Open LeKiet258 opened 1 year ago
Hi @LeKiet258 ! Thank you for your focus. Ground truth is not needed for inference, however, you might need to process your own data following instructions here. You can directly leave gt value as 0 if you don't have them. If you want to run inference with visualization, you can also refer to mmhuman3d, which support smoothnet.
Thanks for your fast reply! MMHuman3d currently doesn't support my model of choice yet, which is HybrIK, so I have to respectively clone HybrIK to produce the output and then run SmoothNet on this output, hence my question. As for the gt value set to 0, did you mean by setting the pose
and shape
parameters ? (in my case, I use SMPL body representation)
In this repo, we have not provide inference pipeline. So you can use the evaluation pipeline for testing. Due to the evaluation process need ground truth to calculate metrics, we recommend to add groundtruth in data processing. However, for the reason that you only need the inference part, you can set the ground truth value to any random value (e.g., 0). But you may still need to modify the code to obtain the smoothed output pose from the whole pipeline.
@LeKiet258 Could you share your repo? I am also trying SmoothNet with HybrIK without success.
@juxuan27 a inference pipeline is very useful for people to try your work. Please consider adding one
Hi @nick008a ,
Thanks for the kind suggestion! We will add it in March.

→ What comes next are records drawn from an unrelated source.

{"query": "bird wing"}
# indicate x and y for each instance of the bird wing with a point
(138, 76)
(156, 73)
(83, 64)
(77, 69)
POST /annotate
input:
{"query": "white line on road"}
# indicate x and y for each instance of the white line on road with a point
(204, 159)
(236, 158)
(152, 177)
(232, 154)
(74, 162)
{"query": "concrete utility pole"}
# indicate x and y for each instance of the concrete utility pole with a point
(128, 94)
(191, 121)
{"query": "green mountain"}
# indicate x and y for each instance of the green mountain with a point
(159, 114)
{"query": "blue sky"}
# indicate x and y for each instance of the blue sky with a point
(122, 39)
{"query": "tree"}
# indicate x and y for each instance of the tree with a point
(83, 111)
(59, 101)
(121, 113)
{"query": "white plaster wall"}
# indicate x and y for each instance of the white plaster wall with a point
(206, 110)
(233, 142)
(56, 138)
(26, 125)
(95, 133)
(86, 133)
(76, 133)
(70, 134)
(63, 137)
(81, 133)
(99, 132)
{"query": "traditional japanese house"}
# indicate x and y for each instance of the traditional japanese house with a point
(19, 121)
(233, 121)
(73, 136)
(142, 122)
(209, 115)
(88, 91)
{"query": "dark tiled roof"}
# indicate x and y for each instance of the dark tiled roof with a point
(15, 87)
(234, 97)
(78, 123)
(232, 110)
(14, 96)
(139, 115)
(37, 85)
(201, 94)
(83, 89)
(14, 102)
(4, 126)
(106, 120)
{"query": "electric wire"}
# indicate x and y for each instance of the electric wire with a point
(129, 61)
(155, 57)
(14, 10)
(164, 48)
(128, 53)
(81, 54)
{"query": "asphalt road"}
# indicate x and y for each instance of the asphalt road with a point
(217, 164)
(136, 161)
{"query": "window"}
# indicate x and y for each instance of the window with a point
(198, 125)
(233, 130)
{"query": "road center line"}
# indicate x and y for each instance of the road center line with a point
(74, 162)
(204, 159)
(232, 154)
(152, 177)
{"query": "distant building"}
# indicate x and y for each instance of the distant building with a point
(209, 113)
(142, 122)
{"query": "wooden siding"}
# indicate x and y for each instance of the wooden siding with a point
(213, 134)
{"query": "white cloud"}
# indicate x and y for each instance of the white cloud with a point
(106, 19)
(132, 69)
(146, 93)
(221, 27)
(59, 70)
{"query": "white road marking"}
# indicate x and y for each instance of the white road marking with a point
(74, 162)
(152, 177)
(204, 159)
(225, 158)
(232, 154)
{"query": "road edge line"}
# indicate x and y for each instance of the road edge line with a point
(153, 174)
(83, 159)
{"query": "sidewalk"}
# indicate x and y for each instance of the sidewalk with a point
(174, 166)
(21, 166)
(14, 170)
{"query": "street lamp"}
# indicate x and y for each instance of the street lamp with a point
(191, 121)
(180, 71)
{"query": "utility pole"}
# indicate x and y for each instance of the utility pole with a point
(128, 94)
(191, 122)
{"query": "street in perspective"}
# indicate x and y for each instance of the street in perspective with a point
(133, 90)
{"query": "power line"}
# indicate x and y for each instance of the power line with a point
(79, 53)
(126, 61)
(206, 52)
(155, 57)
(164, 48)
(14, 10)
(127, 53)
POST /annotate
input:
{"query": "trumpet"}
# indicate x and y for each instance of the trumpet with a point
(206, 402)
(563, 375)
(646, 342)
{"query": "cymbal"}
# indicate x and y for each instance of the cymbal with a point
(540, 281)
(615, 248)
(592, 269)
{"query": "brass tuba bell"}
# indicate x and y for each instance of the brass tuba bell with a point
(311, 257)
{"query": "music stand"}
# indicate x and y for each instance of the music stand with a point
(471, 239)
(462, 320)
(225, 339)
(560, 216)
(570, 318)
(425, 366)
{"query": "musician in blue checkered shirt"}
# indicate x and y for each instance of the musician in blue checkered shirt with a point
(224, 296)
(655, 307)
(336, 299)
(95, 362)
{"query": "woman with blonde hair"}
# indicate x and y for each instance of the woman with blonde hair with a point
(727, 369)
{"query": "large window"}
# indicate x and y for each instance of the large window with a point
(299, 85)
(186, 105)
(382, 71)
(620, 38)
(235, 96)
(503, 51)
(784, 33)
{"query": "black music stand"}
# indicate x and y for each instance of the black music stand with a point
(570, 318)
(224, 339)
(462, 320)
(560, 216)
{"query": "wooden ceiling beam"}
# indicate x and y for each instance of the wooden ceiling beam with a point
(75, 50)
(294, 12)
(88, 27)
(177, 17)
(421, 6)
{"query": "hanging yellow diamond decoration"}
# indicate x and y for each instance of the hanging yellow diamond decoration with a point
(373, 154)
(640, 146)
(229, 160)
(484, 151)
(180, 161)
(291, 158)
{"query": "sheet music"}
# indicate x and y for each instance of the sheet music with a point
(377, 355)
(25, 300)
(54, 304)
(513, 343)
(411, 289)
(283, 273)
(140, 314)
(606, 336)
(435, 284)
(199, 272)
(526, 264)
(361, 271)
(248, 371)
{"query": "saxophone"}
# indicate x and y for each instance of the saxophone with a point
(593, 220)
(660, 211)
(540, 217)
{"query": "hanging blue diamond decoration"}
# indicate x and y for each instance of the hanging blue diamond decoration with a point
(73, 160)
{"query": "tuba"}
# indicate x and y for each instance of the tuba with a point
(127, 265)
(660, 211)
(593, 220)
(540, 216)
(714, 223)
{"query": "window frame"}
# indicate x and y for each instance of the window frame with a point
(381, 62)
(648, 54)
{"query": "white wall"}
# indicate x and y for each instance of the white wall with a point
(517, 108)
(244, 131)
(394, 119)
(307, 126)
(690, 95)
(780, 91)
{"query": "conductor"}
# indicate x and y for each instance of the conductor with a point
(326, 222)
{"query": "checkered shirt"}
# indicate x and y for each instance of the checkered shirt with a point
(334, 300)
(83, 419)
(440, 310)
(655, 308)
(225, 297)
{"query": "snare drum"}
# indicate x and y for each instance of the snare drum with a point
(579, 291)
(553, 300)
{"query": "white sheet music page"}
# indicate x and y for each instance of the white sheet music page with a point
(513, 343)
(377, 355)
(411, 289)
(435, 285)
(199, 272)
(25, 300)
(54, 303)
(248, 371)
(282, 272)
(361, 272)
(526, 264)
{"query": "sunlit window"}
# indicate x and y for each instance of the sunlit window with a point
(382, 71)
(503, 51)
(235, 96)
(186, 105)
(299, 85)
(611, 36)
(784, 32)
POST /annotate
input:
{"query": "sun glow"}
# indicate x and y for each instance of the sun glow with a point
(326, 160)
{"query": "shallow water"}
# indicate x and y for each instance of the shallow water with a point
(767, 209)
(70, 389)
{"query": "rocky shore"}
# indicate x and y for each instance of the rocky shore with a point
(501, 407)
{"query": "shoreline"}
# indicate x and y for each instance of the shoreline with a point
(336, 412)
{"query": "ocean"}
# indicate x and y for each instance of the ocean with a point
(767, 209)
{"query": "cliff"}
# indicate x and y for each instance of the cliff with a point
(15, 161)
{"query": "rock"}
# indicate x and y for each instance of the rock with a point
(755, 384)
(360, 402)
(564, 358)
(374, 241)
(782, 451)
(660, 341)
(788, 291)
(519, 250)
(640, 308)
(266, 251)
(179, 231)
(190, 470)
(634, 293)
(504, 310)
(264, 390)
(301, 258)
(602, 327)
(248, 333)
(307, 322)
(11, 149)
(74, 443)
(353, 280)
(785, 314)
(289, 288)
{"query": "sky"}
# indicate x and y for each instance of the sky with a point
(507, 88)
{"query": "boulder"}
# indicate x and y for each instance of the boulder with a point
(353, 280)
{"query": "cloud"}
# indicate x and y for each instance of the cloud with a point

@ailingzengzzz thank you for the reply!! Would be even better if it can be used something like HybrIK
@nick008a I haven't successfully combined HybrIK with SmoothNet yet, so I changed HybrIK with another model in order to run. Sorry :(
@LeKiet258 @nick008a @ailingzengzzz I have a simillar question, from the code provided on 2d, the dataset preparing for evaluation actually used a middle postiion data as normalization reference: https://github.com/cure-lab/SmoothNet/blob/be3f9ce43399aa7c6c3c5400f2d5fdcfd958cfc4/lib/dataset/h36m_dataset.py#L164
how to do that in realtime situation say I have 16 length only? And noticed it normalized with a Magic number H36M_IMageshape which is 1000, but when keypoints detected on arbitary videos, the image shapes can be various, does it matter or not?
Hi @lucasjinreal ,
I'm sorry for the late reply. I check this version and find I did not present the general normalization. Here you can use the following functions to normalize with arbitrary videos and input the normalized keypoint positions into SmoothNet, and then denormalize the smoothed keypoints into the image coordinate.
def normalize_screen_coordinates(X, w, h):
# Normalize so that [0, w] is mapped to [-1, 1], while preserving the aspect ratio
if X.shape[-1] == 3: #input 3d pose
X_norm = X[..., :2]
X_norm = X_norm / w * 2 - [1, h / w]
X_out = np.concatenate((X_norm, X[..., 2:3] / 1000), -1)
else:
assert X.shape[-1] == 2
X_out = X / w * 2 - [1, h / w]
return X_out
def image_coordinates(X, w, h):
# Reverse camera frame normalization
if X.shape[-1] == 3: #input 3d pose
X_norm = X[..., :2]
X_norm[..., :1] = (X_norm[..., :1] + 1) * w / 2
X_norm[..., 1:2] = (X_norm[..., 1:2] + h / w) * w / 2
X_out = torch.cat([X_norm, X[..., 2:3] * 1000], -1)
else:
assert X.shape[-1] == 2
X_out = (X + [1, h / w]) * w / 2
return X_out
May I ask what method you used?
Hi, I want to run SmoothNet on an arbitary video, but it seems like a ground truth for that video is required even for the inference phase, right?